The Freedom Pavilion, opening on April 21 in the former Massie Furniture building on West Main Street and timed to overlap with Greening Up the Mountains, is part history museum, part art experience, part souvenir shop.
The Pavilion’s owner, Jack Jawitz, amassed one of the largest collections of authentic chunks of the Berlin Wall in the U.S.
Jawitz came by the sections in an attempt to support the efforts of his friend, Jay Goulde, to make art more accessible.
“I got interested in the art of the Berlin Wall through (Jay) who was going to do an international peace project out of it,” Jawitz said.
Goulde’s plan was to mark the 20th anniversary of the fall with exhibitions throughout the U.S.
Ten years later Goulde passed away, leaving Jawitz to figure out a new way to share his part of the collection. That gave rise to Freedom Pavilion.
“So I’m kind of spearheading the project and using the Berlin Wall as a way to teach the next generation,” he said.
The exhibition originally opened in Tampa, Florida in 2021, but Jawitz now lives in Jackson County and decided to move the collection to Sylva.
Visitors to the Pavilion enter the exhibit through a replica Brandenberg Gate and are taken from the end of World War II through the Berlin Airlift and the end of the Cold War. The experience uses parts of the Berlin Wall to educate visitors.
The collection includes an exhibition of Rainer Hildebrandt’s wall paintings.
Hildebrandt was an anti-communist activist who founded the Berlin Wall Museum in a building near Checkpoint Charlie. He worked to document the stories of those fleeing to freedom. Hildebrandt hired New York artist Keith Haring to paint a section of the wall in 1986. After the wall was demolished, Hildebrandt collected concrete slabs and hired artists to paint them to preserve the wall’s story.
Like Hildebrandt, Jawitz wants to tell the story.
“I consider myself having stewardship of something much bigger than me,” he said. “What does one do who’s a good steward but find a mission, display it, teach about it and let the world know it’s here?” he said.
The presentation also tells of American dignitaries’ visits to the wall including visits by presidents John F. Kennedy and Ronald Regan that gave both presidents some of their most memorable quotes.
JFK is famous for “Ich bin ein Berliner,” translated to “I am a Berliner,” said in 1963 in solidarity with Berlin’s divided residents.
“Mr. Gorbachev, tear down this wall,” Ronald Reagan said in 1987 when calling upon the Soviet Union to foster prosperity and stabilization of Eastern Europe.
As for the art and merchandising aspect of the venture, visitors can paint their own section of the wall’s remains to create jewelry or to display. Larger pieces are also available.
Frances Gary Powers Jr., historian and son of the former CIA pilot shot down over Russia in 1960, will attend the opening of the Pavilion.
What is so historic about chunks of concrete?
Unlike two other famous walls, Britain’s Hadrian’s Wall and Great Wall of China, the Berlin Wall was not built as a stronghold to repel invaders. The threat of World War II invaders was long over, and Germany was divided between Allied countries and the Soviet Union.

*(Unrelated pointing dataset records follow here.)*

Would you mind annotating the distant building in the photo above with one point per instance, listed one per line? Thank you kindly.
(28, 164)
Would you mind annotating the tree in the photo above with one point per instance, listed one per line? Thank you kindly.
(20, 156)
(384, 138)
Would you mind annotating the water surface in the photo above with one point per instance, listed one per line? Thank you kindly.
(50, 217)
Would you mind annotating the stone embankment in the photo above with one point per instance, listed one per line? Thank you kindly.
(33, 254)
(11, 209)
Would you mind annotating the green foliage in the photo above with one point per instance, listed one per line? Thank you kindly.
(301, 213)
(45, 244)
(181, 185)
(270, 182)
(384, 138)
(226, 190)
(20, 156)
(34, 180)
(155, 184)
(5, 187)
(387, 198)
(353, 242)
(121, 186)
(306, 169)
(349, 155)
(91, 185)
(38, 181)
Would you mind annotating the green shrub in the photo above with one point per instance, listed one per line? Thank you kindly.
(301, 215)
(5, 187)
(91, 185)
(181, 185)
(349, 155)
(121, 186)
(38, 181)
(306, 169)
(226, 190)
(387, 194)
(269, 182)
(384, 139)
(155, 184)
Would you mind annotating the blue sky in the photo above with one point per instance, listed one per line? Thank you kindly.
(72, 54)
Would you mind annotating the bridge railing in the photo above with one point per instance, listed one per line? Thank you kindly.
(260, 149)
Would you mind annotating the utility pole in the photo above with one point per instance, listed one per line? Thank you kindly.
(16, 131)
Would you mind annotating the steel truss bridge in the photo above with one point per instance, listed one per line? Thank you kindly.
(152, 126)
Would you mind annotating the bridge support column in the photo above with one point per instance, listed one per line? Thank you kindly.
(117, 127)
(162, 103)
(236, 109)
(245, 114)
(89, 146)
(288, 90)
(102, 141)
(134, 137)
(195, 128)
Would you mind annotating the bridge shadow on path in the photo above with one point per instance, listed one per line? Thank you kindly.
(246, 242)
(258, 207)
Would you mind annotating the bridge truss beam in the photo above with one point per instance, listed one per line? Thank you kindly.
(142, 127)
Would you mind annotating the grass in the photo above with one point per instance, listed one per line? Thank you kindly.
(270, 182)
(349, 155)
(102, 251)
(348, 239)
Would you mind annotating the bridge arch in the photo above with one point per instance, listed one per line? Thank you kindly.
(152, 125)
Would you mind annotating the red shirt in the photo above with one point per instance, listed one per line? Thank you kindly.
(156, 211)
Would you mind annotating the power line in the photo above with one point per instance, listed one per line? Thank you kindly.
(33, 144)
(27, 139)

German Democratic Republic, Soviet East Germany, began to raise the wall in August 1961 to keep people in, stopping millions of defections into the West. The wall stood for nearly 30 years separating two political ideologies and more importantly families and friends. The barrier led East Germans to construct creative sometimes desperate ways to defect including jumping from nearby windows over the wall, navigating sewer systems beneath the two Berlins, and gate crashing by means of ramming cars through vulnerable sections or running through what was known as no man’s land risking being shot to death by rifle wielding guards.
At least 171 people died trying to make the escape. Despite the risk, over 5,000 people successfully defected to the West. That number includes approximately 600 border guards, according to the History Channel.
“These people were just like you and me, but they just wanted to have their freedom,” Jawitz said. “Every piece of this wall tells that story.”
On Nov. 9, 1989, East German Communist leaders at last announced that at midnight residents of both Berlins would now be able to cross the border at will.
Crowds joyously flocked to checkpoints. People from both sides flooded the gates crossing over into the opposite sections of Berlin freely, some celebrated with drinks and revelry while others began deconstructing the wall. They brought pickaxes and other tools including bulldozers to bring it down.
Exhibits such as Freedom Pavilion are important to understand impacts of the past, Jawitz said.
“All of our past history our recent history and actually our future is still dictated by the alliances made around the world during this time,” he said.
Nearly a year later, East and West Germany were officially reunified on Oct. 3, 1990.